# Kincaldrum House, Gateside, Scotland July '08



## spacepunk (Jul 23, 2008)

Wow! A massive old ruin over-run by nature.
Explored with Smellycat who found this site, so a big-up to my Bro for driving and a great evenings adventure.







Our first view.





Past the nettles and we're in.





Loads of doorways and windows, brilliant.





An old voltmeter(?)





You rang sir? The bell system.





Fireplace halfway up.





East Wing.





How it used to look.





Old baggage cart,





The roof.





Nature taking back it's rightful place.





Through the arched window.





Love'n'Peace.
SP.


----------



## Smellycat (Jul 23, 2008)

nice photos. never knew the house looked like that before. what shame it was left to rot.


----------



## smileysal (Jul 24, 2008)

Excellent find, and what a lovely looking builidng when it was in use. Such a shame that buildings like these are just left to the elements and get more and more delapidated by the day. 

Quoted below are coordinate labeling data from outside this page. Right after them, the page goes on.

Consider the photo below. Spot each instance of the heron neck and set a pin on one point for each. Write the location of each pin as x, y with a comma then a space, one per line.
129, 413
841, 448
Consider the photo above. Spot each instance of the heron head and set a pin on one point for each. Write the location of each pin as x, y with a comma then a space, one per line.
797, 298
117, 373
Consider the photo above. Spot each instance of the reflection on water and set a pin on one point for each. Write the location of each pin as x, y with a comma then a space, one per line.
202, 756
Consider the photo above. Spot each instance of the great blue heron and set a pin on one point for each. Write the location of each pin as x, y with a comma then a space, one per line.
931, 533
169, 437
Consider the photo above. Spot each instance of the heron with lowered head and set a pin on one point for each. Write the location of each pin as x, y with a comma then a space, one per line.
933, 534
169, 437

Lovely pics, I really like the way nature is taking over tho.

Cheers,

 Sal


----------



## no1rich (Jul 24, 2008)

That place is something else, bet the walls could tell a tale or two if they could talk. Shame it went to ruin. Whats the story with the place!


----------



## foz101 (Jul 24, 2008)

You got me thinking there but then i see it's Gateside, Angus, not Gateside, Fife 

Nice house.


----------



## Foxylady (Jul 24, 2008)

Another nice find, chaps.  Absolutely love the old bell pulls and the following pic of the fireplace and that wonderful lath work on the walls.


----------